O fundamentalismo permeia toda a modernidade. Trata-se daquela tendência de ver tudo com o olhar redutivo de um único ponto de vista, guiados por uma única forma simples de descrever o mundo. O fundamentalismo científico pretende que a única verdade seja a da ciência; o fundamentalismo econômico olha para os seres humanos como se fôssemos apenas consumidores ou vendedores; e depois há o fundamentalismo nacionalista, religioso ... São todos sintomas do mesmo impulso de tentar descrever a realidade em termos de uma única perspectiva. Talvez hoje o populismo - que é outra forma de fundamentalismo, de tipo político - seja a face mais perigosa na Europa, porque é rápido em identificar os estrangeiros como perigos. Mas a fé em Jesus derruba todo fundamentalismo, porque buscamos uma verdade que está sempre além das nossas palavras. Não é por acaso que nos aproximamos a essa verdade através dos quatro Evangelhos, não apenas um. Precisamos de poesia e arte para olhar dentro do mistério.
"Amarás o seu próximo como a ti mesmo", diz o Evangelho. Quem é o nosso próximo Europa enraivecida de hoje?
O estrangeiro que vem de longe, mas também a pessoa que tem medo do estrangeiro. A reação à imigração está dividindo as sociedades europeias. Não conseguimos falar sobre esse assunto com respeito e atenção mútua. Acredito que, se acolhermos o estrangeiro em nossa casa, seremos enriquecidos. Mas devo tentar entender também aqueles que têm medo dos migrantes e as suas inseguranças. Acolhemos os estrangeiros em nossa casa, mas também precisamos estar próximos de quem se sente deixado para trás nessas nossas sociedades. Para aqueles não veem nenhum futuro e não se sentem em casa.
Como Mestre Geral dos Dominicanos - e mesmo nos últimos anos – o senhor conheceu muitos missionários no Sul o mundo. Qual desses encontros mais lhe impressionou e por quê?
Fiquei impressionado muitas mais vezes do que eu poderia contar ... Mas lembro-me principalmente das minhas visitas a Argélia e ao Iraque. Eu fiquei no Iraque durante duas semanas antes do Natal e fiquei impressionado com o trabalho das Irmãs Dominicanas que ensinam em nossos institutos. Sua resposta é a melhor possível para o fundamentalismo: ensinar as pessoas a pensar. Quando vejo cristãos e muçulmanos sentado lado ao lado na amizade, aprendendo juntos, naquele momento eu realmente espero que um novo Iraque possa ter nascido.
O que o senhor diria a um missionário que está prestes a partir para viver e pregar o Evangelho em lugares onde os cristãos são uma minoria em meio a outras comunidades ou onde a perseguição não é absolutamente uma eventualidade remota?

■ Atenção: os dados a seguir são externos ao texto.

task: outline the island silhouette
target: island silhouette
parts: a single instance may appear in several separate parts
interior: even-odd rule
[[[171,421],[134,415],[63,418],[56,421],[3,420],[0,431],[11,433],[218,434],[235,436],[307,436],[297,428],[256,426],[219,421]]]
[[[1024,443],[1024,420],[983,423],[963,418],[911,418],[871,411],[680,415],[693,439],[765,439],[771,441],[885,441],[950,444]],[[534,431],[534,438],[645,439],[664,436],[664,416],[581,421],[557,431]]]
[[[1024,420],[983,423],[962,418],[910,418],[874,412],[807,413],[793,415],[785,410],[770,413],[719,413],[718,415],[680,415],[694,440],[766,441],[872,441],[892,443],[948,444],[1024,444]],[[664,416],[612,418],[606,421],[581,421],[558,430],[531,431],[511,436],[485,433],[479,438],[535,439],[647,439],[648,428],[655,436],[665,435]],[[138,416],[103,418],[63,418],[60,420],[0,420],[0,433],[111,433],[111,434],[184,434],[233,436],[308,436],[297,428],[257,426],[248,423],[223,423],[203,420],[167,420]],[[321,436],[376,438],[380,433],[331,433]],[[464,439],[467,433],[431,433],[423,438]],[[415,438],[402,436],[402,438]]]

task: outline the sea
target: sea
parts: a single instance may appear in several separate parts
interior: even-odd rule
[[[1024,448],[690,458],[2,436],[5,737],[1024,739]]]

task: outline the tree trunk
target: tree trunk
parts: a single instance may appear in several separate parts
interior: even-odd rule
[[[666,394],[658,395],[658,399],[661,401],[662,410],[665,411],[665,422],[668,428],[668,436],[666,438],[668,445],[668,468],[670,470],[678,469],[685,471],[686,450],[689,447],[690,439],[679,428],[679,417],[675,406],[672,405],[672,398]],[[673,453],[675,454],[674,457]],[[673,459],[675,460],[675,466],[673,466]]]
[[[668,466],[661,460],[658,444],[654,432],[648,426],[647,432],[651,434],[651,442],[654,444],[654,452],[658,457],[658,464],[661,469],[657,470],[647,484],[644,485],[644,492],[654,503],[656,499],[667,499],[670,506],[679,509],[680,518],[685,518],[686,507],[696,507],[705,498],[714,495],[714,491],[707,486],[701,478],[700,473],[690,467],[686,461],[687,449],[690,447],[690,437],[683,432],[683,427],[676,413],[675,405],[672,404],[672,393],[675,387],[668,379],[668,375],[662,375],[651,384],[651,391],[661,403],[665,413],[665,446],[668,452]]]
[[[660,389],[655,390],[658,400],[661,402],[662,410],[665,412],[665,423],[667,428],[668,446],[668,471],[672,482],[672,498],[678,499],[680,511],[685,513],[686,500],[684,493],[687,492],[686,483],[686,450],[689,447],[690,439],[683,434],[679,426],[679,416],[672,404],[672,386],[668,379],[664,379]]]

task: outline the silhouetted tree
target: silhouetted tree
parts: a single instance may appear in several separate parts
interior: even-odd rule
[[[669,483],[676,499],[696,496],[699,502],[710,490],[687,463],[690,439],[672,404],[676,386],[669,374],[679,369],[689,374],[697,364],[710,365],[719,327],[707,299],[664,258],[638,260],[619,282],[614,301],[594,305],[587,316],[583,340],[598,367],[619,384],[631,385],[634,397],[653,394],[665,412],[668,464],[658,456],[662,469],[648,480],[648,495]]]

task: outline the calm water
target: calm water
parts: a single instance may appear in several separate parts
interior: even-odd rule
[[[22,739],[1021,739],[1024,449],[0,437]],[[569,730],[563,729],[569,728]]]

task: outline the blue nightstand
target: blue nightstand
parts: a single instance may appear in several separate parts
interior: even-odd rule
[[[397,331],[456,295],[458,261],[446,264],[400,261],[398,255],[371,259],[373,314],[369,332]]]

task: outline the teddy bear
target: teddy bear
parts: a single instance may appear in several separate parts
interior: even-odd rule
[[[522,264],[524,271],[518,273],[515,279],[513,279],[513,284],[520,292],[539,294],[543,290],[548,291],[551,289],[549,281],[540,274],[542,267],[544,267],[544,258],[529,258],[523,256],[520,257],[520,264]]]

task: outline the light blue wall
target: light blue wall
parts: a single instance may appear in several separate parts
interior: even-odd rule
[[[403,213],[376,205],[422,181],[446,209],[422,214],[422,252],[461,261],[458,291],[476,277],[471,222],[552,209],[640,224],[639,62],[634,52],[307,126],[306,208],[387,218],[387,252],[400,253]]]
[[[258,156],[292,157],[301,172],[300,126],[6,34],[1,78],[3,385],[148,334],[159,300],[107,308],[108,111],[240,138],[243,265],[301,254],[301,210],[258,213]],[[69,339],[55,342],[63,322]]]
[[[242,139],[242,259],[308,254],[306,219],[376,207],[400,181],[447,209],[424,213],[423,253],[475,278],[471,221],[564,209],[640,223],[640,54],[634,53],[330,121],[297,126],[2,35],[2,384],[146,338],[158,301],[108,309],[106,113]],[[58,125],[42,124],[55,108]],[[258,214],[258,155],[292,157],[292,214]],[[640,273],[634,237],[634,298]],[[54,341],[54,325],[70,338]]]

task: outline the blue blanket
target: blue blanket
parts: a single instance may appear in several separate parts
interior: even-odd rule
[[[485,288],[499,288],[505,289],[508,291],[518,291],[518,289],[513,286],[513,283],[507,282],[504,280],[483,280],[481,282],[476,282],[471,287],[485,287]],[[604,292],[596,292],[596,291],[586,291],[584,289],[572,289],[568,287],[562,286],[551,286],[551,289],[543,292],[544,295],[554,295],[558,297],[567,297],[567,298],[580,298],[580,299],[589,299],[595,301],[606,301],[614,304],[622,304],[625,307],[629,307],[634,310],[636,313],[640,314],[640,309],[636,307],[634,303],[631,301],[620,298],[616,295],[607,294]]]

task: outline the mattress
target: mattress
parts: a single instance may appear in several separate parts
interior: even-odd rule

Um dos meus coirmãos disse que o missionário não é o homem que nunca desfaz a mala; o missionário jogou fora a mala. Normalmente, os missionários não partem com grandes projetos em mente sobre o que devem fazer. Esperam descobrir o que lhes será pedido, como verdadeiros servos. Claro, o diálogo inter-religioso é sempre uma prioridade: com pessoas de outras religiões, não devemos fingir que acreditamos nas mesmas coisas. As diferenças são belas. Eu acredito que nós devemos oferecer a riqueza da nossa fé com confiança e aceitar os dons dos outros com humildade. Tenho a maior admiração pelos missionários que partem para lugares perigosos. Eu também os visitei muitas vezes, mas nunca parei por longos períodos. Quando os monges trapistas foram mortos na Argélia fomos visitar nossos coirmãos que viviam ali; dissemos a eles que os apoiaríamos tanto se decidissem ficar como partir. Eles poderiam decidir livremente. Fiquei feliz em saber que todos escolheram permanecer, incluindo Pierre Claverie, bispo de Oran meu coirmão, que depois seria morto também como mártir. Quando lhe perguntaram por que ele ficava, ele respondeu que a Argélia era crucificada e nós devíamos ficar ao pé da cruz, como Maria e o discípulo predileto. Apenas ficar ali.
A Arquidiocese de Milão está vivendo um sínodo sobre o tema "Igreja das pessoas" dedicado à contribuição específica de imigrantes cristãos oriundos de outros continentes em nossas comunidades. A partir de sua experiência na Grã-Bretanha, como o senhor vê esse desafio?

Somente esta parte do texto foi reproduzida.